====================
masakari-hostmonitor
====================

Monitor Overview
------------------
The masakari-hostmonitor provides compute node High Availability
for OpenStack clouds by automatically detecting compute nodes failure
via monitor driver.


How does it work based on pacemaker & corosync?
------------------------------------------------
- Pacemaker or pacemaker-remote is required to install into compute nodes
  to form a pacemaker cluster.

- The compute node's status is depending on the heartbeat between the compute
  node and the cluster. Once the node lost the heartbeat, masakari-hostmonitor
  in other nodes will detect the failure and send notifications to masakari-api.


How does it work based on consul?
----------------------------------
- If the nodes in the cloud have multiple interfaces to connect to
  management network, tenant network or storage network, monitor driver based
  on consul is another choice. Consul agents are required to install into all
  nodes, which make up multiple consul clusters.

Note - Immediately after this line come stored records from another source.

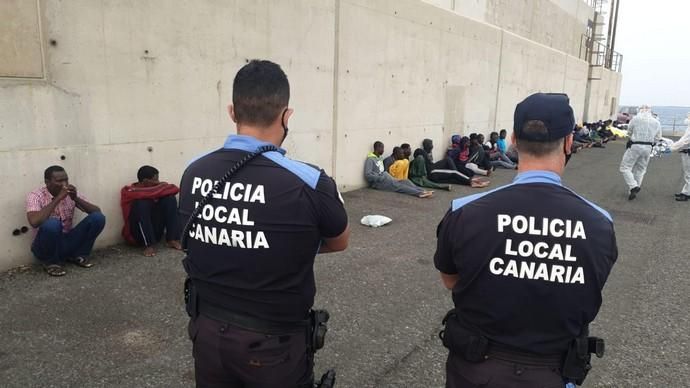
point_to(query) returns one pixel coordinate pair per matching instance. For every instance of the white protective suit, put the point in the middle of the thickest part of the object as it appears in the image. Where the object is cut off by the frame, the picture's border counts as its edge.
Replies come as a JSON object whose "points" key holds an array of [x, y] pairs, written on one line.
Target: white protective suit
{"points": [[683, 144], [642, 128]]}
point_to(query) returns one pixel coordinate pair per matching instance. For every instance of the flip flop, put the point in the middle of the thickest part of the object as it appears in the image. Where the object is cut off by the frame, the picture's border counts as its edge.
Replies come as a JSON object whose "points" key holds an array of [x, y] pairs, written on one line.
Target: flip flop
{"points": [[81, 262], [54, 270]]}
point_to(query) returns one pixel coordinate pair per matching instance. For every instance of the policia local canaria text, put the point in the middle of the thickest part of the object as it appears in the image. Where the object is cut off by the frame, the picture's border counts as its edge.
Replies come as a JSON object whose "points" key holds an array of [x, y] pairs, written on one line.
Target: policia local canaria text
{"points": [[565, 272], [237, 192]]}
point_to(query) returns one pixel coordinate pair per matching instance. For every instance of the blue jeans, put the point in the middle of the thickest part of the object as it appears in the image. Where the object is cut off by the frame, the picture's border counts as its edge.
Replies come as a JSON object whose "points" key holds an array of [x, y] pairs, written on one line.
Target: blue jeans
{"points": [[52, 246]]}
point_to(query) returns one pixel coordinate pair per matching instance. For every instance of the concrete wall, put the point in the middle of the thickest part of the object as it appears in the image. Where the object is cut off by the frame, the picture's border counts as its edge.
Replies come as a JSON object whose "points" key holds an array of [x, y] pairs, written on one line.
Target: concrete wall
{"points": [[134, 83], [558, 24], [605, 87]]}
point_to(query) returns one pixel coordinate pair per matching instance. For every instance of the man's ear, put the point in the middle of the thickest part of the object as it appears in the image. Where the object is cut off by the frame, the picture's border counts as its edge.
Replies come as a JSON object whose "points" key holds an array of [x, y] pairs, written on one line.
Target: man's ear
{"points": [[287, 116], [231, 112], [568, 144]]}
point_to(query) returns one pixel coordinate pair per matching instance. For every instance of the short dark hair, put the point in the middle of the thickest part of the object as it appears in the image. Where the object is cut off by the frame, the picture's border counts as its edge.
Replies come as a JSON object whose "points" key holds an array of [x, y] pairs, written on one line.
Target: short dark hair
{"points": [[146, 172], [260, 92], [537, 129], [48, 173]]}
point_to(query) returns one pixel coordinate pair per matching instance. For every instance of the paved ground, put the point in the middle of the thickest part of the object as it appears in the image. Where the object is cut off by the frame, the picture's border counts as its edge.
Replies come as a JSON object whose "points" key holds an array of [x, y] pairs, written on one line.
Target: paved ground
{"points": [[122, 324]]}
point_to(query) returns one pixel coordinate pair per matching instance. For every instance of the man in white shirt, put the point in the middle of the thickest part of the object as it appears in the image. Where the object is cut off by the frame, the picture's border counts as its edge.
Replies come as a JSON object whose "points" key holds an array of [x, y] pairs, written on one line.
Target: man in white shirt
{"points": [[644, 131], [683, 145]]}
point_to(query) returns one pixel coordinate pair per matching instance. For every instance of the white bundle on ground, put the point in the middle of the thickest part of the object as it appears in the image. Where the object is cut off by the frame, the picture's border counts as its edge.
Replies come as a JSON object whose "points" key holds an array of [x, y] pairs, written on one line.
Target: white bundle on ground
{"points": [[375, 220], [662, 147]]}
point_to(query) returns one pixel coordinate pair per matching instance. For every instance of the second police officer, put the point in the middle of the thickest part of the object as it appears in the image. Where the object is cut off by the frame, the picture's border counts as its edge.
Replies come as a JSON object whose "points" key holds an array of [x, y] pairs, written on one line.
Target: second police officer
{"points": [[257, 219], [526, 264]]}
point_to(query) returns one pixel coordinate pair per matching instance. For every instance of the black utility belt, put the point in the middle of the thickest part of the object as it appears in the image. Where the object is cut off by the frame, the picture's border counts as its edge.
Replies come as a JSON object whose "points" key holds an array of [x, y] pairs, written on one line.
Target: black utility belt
{"points": [[474, 347], [195, 306], [250, 323]]}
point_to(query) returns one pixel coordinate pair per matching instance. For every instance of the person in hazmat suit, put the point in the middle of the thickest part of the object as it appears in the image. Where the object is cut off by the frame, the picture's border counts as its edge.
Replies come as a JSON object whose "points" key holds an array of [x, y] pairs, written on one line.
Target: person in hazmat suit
{"points": [[683, 146], [644, 131]]}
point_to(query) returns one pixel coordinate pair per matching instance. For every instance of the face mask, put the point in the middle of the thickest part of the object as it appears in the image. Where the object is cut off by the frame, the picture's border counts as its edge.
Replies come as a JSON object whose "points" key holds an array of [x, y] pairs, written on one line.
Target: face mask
{"points": [[285, 128]]}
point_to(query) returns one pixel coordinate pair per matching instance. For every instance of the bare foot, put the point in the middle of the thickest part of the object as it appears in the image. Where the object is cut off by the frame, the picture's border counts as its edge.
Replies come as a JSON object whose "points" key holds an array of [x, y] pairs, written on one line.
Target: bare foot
{"points": [[175, 244], [479, 183]]}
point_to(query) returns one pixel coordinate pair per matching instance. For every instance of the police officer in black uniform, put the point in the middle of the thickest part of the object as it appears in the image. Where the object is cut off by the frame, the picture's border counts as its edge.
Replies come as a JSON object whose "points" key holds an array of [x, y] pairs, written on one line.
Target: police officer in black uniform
{"points": [[257, 219], [526, 264]]}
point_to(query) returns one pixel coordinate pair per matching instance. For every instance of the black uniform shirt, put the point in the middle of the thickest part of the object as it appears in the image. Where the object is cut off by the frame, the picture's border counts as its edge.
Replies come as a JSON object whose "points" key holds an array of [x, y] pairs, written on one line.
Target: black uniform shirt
{"points": [[532, 258], [252, 249]]}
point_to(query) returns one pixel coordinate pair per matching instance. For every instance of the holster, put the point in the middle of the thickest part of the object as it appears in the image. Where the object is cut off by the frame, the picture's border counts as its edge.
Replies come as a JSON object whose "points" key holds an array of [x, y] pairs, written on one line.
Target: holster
{"points": [[191, 298], [318, 327], [576, 363], [472, 346]]}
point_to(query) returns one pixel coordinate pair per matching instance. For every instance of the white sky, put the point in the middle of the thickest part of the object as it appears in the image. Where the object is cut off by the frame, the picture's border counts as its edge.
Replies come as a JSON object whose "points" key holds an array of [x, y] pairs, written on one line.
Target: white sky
{"points": [[654, 38]]}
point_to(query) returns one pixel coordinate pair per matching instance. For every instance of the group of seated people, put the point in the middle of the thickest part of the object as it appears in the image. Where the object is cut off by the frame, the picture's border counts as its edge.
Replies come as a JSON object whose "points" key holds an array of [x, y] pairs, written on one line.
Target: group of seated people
{"points": [[149, 209], [596, 134], [466, 162]]}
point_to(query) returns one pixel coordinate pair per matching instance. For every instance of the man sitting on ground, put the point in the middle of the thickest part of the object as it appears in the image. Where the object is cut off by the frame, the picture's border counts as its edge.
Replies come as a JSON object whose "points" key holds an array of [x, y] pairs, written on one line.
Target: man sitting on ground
{"points": [[379, 179], [50, 210], [149, 208], [401, 167], [387, 162], [496, 157], [444, 170]]}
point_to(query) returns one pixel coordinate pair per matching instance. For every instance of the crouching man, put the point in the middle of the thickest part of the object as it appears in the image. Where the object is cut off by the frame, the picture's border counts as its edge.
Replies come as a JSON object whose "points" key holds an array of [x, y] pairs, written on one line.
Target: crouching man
{"points": [[50, 210]]}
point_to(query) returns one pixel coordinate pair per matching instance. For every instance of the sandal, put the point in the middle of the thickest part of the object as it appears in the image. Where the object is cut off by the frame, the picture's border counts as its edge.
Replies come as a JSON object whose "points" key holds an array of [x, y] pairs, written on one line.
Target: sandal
{"points": [[82, 262], [54, 270]]}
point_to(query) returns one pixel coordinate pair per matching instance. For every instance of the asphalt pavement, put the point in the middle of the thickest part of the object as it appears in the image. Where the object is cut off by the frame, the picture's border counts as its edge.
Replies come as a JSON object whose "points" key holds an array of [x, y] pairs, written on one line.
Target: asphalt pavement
{"points": [[122, 322]]}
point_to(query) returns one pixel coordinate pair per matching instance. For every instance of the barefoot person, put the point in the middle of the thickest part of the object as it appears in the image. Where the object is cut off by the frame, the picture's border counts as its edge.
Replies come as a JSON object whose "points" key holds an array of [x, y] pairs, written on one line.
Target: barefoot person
{"points": [[377, 178], [149, 208], [50, 210]]}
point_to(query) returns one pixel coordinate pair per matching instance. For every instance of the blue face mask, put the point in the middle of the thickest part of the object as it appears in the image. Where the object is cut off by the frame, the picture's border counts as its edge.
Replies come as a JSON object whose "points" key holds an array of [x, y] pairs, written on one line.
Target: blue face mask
{"points": [[282, 122]]}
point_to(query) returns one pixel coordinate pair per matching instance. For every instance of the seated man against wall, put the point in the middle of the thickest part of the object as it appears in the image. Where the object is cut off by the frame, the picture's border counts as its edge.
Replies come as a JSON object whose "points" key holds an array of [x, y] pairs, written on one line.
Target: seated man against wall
{"points": [[419, 176], [377, 178], [407, 150], [444, 171], [478, 153], [387, 162], [401, 167], [149, 208], [50, 210], [497, 158], [462, 156]]}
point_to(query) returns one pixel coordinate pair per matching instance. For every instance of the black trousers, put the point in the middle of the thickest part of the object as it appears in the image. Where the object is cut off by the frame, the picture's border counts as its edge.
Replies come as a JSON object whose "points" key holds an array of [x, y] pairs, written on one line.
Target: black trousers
{"points": [[501, 373], [148, 219], [230, 357]]}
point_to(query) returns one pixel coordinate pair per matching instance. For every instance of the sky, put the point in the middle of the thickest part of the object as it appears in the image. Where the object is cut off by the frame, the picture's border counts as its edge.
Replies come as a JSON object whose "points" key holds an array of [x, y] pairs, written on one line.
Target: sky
{"points": [[654, 38]]}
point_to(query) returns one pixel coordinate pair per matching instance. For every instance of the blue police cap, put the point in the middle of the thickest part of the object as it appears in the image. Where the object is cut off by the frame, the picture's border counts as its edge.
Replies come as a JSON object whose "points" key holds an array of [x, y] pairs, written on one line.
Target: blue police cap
{"points": [[550, 108]]}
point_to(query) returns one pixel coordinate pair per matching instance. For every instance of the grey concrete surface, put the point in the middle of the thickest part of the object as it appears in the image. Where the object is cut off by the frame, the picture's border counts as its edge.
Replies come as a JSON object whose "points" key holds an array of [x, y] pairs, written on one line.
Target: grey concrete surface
{"points": [[122, 323]]}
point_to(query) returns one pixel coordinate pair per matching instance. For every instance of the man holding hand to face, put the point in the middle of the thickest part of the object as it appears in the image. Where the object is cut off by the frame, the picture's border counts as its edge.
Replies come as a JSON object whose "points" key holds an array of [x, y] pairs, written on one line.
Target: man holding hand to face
{"points": [[50, 210]]}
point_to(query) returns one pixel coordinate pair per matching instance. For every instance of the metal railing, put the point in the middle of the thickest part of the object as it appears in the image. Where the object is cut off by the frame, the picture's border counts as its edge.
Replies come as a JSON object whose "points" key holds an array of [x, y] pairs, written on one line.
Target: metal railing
{"points": [[599, 54], [598, 5]]}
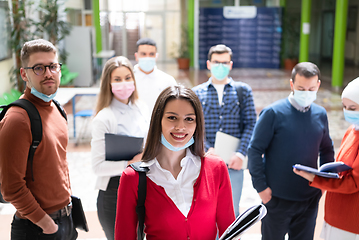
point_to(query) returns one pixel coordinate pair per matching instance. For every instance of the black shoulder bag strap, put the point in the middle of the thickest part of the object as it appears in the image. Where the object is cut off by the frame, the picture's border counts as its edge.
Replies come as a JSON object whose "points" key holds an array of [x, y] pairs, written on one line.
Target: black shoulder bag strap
{"points": [[240, 96], [142, 190], [36, 126]]}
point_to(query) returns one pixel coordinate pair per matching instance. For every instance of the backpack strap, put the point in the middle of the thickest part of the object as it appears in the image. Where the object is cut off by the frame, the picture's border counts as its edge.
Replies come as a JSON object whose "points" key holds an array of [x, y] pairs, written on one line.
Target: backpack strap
{"points": [[36, 126], [240, 96], [142, 190]]}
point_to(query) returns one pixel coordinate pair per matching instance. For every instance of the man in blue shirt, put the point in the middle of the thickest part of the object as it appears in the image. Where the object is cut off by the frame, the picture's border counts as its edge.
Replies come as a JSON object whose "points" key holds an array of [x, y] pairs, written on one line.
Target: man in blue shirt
{"points": [[289, 131], [222, 110]]}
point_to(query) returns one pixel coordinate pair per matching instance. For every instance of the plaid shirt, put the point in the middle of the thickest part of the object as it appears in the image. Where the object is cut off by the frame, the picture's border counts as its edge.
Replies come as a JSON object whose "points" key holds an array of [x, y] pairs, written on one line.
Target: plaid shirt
{"points": [[226, 117]]}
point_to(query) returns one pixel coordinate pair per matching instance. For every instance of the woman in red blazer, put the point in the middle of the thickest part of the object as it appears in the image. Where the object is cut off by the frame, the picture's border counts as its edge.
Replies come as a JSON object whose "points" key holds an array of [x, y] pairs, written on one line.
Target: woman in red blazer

  Here is an example to show how to make up one consul cluster.

  .. toctree::
     :maxdepth: 1

     consul-usage

- The compute node's status is depending on assembly of multiple interfaces
  connectivity status, which are retrieved from multiple consul clusters. Then
  it sends notifition to trigger host failure recovery according to defined
  HA strategy - host states and the corresponding actions.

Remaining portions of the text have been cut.